= Sandcastle (comics) =

2010 comic by Pierre Oscar Levy and Frederik Peeters

Sandcastle (Château de sable) is a 2011 French-language graphic novel published by Atrabile, written by Pierre Oscar Lévy from France and drawn by Frederik Peeters from Switzerland. Nora Mahony translated the work into English, with that version released in 2013. SelfMadeHero published the English version.

It is the inspiration for the 2021 American film Old, written, produced and directed by M. Night Shyamalan, which has some differences in the character composition.

==Plot==
Amesan, a Kabyle jeweler, arrives at a secluded French cove and witnesses a young woman skinny dipping. A family – parents Robert and Marianne, children Felix and Zoe and pet dog Elvis – settle on the beach and find the woman's abandoned clothes. Another family appears, consisting of parents Charles and Nathalie, children Louis and Sophie and Nathalie's mother. Sophie wanders off and converses with Amesan, who warns of a strange quality to the beach. Louis and his grandmother discover the drowned body of the woman, and Charles accuses Amesan of murdering her. After he calls the police, others arrive: science fiction writer Henry Lascaride and couple Oliver and Florence. Nathalie's mother dies in an ominous fashion and the families' children seem to have aged a few years within moments. All subsequent attempts to phone for outside help are met with an "invalid number" message, and Amesan claims that an unknown power has prevented him from leaving the beach.

Driven by the sudden onset of puberty, Louis and Zoe go to the cove and have sex. Meanwhile, the others determine that the beach is aging them at a rate of a year every half-hour, and that some force induces unconsciousness in those who attempt to escape; Henry speculates that the young woman drowned after losing consciousness at this barrier. After Henry proposes some theories about the cause of their situation, Elvis dies and the three bodies are buried. Louis and Zoe return with the latter undergoing swift pregnancy, giving birth to a girl. As the group throws a final picnic, they suddenly hear gunshots being fired at José – the son of the local hotelier – who is running in their direction. Because the group cannot leave the beach, they can only watch as he is shot dead.

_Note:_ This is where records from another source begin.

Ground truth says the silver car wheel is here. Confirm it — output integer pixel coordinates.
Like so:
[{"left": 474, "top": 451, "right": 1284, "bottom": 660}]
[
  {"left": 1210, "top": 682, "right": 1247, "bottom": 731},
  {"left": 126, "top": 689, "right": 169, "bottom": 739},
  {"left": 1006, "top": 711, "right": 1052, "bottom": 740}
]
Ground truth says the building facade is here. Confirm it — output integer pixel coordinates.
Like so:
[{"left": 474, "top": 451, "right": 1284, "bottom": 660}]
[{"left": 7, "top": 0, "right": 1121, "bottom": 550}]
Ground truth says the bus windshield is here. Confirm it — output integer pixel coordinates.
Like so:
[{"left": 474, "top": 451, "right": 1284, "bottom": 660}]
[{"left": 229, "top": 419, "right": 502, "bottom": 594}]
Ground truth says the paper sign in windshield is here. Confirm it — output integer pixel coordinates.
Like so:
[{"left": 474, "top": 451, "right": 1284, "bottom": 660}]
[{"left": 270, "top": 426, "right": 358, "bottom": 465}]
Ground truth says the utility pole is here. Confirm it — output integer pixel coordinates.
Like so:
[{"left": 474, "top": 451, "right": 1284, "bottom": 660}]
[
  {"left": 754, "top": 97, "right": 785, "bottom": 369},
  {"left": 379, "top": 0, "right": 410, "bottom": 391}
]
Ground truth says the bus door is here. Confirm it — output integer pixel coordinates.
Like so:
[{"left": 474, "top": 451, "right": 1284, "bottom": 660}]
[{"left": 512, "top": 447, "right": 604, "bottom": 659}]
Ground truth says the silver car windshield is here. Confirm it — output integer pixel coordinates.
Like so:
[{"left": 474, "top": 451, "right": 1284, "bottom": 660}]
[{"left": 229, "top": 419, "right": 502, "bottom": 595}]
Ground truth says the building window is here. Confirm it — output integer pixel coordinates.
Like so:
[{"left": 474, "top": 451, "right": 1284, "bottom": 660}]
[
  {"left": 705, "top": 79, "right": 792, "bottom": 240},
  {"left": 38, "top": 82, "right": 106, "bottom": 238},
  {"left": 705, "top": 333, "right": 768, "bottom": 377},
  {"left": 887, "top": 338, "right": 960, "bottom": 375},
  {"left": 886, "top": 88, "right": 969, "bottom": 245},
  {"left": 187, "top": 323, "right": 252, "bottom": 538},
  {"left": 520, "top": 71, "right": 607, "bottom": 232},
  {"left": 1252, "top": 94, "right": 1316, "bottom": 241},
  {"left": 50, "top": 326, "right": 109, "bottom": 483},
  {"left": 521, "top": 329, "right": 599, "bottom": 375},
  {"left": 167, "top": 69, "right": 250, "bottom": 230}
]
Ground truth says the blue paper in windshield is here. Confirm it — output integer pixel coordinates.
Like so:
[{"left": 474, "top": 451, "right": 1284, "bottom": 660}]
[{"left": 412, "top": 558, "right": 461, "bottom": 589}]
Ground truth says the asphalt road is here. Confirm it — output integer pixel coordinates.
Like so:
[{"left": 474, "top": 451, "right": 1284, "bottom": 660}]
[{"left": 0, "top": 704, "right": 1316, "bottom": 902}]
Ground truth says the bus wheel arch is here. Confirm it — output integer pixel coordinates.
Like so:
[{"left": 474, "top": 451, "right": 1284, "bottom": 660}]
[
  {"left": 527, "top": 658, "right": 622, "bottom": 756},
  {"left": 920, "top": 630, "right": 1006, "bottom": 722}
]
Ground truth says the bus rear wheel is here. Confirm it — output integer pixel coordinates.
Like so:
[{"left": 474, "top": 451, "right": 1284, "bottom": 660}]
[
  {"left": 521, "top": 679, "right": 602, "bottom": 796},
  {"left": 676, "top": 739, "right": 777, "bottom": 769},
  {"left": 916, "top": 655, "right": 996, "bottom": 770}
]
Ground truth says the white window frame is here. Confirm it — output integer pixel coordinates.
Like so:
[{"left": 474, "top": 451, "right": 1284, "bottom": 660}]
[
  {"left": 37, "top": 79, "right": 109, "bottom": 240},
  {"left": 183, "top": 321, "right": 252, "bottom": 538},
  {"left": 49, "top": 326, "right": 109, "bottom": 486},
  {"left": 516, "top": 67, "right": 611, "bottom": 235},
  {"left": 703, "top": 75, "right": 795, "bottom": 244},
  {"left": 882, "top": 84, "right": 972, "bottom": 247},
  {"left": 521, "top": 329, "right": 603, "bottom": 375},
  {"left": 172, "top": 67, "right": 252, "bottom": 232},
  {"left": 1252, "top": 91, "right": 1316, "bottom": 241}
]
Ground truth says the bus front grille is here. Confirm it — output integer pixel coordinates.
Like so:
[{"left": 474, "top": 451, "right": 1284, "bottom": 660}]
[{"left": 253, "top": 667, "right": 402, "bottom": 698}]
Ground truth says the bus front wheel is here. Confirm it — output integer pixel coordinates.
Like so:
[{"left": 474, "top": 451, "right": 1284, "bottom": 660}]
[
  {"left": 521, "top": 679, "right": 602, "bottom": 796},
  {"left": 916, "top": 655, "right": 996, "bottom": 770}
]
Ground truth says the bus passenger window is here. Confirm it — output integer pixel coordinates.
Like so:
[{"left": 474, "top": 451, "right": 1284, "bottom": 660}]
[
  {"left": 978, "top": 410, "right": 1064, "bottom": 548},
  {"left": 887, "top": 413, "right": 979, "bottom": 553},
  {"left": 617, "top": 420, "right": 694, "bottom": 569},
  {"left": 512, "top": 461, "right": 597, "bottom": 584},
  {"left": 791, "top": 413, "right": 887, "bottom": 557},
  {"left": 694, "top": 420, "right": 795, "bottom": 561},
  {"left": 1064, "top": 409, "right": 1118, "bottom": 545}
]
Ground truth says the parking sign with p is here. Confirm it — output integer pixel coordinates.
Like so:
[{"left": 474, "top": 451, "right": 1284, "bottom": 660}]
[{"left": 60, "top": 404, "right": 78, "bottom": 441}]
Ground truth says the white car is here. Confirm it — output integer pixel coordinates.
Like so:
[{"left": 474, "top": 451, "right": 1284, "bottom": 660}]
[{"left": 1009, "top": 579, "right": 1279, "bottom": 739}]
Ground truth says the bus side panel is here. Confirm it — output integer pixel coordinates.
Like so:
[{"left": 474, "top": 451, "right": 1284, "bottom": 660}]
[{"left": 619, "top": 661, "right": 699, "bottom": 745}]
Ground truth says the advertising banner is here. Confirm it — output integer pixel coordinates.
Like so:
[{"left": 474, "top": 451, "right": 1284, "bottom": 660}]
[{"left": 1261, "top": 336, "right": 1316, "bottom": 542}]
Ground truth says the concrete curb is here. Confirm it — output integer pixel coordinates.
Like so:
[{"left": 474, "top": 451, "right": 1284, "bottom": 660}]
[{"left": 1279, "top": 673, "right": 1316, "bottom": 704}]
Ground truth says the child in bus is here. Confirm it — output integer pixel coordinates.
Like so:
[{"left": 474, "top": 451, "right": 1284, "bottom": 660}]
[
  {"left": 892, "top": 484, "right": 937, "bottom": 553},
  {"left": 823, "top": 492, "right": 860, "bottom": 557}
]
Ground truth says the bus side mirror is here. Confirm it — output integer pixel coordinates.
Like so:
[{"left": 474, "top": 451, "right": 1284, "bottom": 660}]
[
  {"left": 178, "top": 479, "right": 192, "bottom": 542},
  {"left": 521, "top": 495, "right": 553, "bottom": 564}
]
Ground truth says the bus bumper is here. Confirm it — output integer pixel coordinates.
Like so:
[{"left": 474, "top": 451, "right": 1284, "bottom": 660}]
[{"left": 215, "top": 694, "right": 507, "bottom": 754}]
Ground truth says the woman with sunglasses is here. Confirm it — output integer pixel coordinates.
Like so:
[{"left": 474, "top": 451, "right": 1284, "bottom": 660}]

Night falls and the group weakens with age. After Henry dies, Amesan tells the group a story about a king who is visited by a messenger of death, who has come to take the king's soul. When the king begs for an extension of seven years, the messenger grants his request on the condition that he will reappear to the king anywhere within the next seven years without prior notice. The fearful king builds a large fortress in which he secludes himself. When the messenger appears in the seventh year, the king does not understand how he got in, but realizes that he has been living in his tomb for seven years. At the end of Amesan's story, Oliver and Florence walk into the sea to drown. By morning, all but Louis and Zoe's now middle-aged daughter are dead, leaving her to build a sandcastle alone. It is unknown if she escapes.

==Reception==
Daniel Kurland of Comic Book Resources wrote that in 2021 the comic was "gaining a larger appreciation" and that until the release of Old, the comic had "flown under the radar for a lot of people".

Morning Star wrote that the work is "beautifully drawn".

Comic Book Resources stated that the work "feels like you should be seeing it in 35 MM at the Cannes Film Festival."